The other five GOP gubernatorial candidates are Tudor Dixon, Ryan Kelley, Ralph Rebandt, Kevin Rinke and Garrett Soldano. The family of former Education Secretary Betsy DeVos endorsed Dixon last week. The Republican candidate will face Governor Gretchen Whitmer (D), who is seeking a new term.

Johnson said he shared Trump’s “concern about election security” and attended a fundraiser with the former president for a fellow Republican at Mar-a-Lago in March. Craig sought to distance himself further from Trump’s voter fraud allegations, but said he would support a “thorough audit” of the 2020 election results and accept Trump’s endorsement if offered.
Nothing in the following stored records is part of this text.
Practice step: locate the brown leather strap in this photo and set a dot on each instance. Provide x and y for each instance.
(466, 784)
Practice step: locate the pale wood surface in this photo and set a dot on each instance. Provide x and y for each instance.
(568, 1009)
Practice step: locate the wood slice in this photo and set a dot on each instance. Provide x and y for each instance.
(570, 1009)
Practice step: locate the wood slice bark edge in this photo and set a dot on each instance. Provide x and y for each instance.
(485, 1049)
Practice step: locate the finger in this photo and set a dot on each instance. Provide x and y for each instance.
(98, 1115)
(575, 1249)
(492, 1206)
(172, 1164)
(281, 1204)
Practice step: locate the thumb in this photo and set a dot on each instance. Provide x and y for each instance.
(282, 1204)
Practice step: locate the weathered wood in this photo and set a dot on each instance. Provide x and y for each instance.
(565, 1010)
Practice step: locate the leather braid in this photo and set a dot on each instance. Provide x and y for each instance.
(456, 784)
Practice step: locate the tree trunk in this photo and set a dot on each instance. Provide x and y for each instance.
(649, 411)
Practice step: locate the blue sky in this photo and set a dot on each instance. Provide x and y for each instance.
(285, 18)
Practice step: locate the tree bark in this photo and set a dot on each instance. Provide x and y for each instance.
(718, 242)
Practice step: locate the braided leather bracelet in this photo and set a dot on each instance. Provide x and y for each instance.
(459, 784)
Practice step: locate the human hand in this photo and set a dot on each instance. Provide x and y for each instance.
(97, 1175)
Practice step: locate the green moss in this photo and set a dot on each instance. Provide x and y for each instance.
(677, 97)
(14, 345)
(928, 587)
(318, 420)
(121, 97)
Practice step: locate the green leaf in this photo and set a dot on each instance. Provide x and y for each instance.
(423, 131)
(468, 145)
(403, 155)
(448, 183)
The elections office said it had no reason to believe any specific candidates or campaigns knew their petitions were circulating fraudulently, but recommended disqualifying five of them based on whether a candidate reached or not the 15,000 signature threshold after removing invalid signatures. of their petitions.

According to the elections office, Craig’s campaign submitted 11,113 invalid and 10,192 “facial valid” signatures, while Johnson’s campaign submitted 9,393 invalid signatures and 13,800 facially valid, leaving them both below the threshold. required.
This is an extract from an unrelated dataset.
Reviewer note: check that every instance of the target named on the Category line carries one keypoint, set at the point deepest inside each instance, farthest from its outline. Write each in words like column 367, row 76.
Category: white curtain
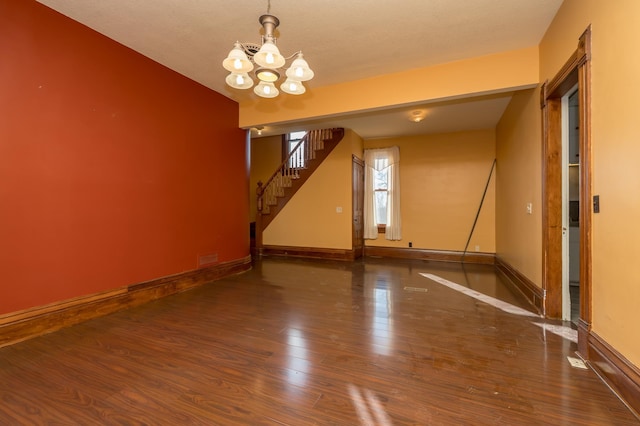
column 392, row 156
The bureau’s investigation also found that the Brandenburg campaign had submitted 11,144 invalid and 6,634 facially valid signatures; Brown’s campaign submitted 13,809 invalid and 7,091 apparently valid signatures; and Markey’s campaign submitted 17,374 invalid and 4,430 facially valid signatures.
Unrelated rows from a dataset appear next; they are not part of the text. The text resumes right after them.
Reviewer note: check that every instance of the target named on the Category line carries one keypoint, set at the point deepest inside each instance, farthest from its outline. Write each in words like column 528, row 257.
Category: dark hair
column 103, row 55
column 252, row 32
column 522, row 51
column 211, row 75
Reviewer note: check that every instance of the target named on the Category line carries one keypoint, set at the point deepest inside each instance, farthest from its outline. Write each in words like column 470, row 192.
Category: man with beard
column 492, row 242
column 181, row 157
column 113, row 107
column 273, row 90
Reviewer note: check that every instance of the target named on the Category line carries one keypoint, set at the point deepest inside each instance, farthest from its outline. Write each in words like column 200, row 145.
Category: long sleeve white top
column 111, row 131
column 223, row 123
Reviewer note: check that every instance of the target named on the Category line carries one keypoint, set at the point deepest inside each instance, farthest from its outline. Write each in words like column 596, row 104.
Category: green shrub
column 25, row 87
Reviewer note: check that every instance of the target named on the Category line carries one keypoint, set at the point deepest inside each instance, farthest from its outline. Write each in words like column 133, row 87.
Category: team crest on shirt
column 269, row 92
The elections office noted that this level of fraud — both in the number of invalid signatures submitted and the number of campaigns affected — was unprecedented. Some of the fraudulent petition sheets tended to show “no evidence of normal wear and tear” or showed evidence of having been “roundtabled”, a practice in which each person in a group takes turns signing a line of a petition in an effort to make the signatures appear genuine, the office said.

Alice Crites contributed to this report.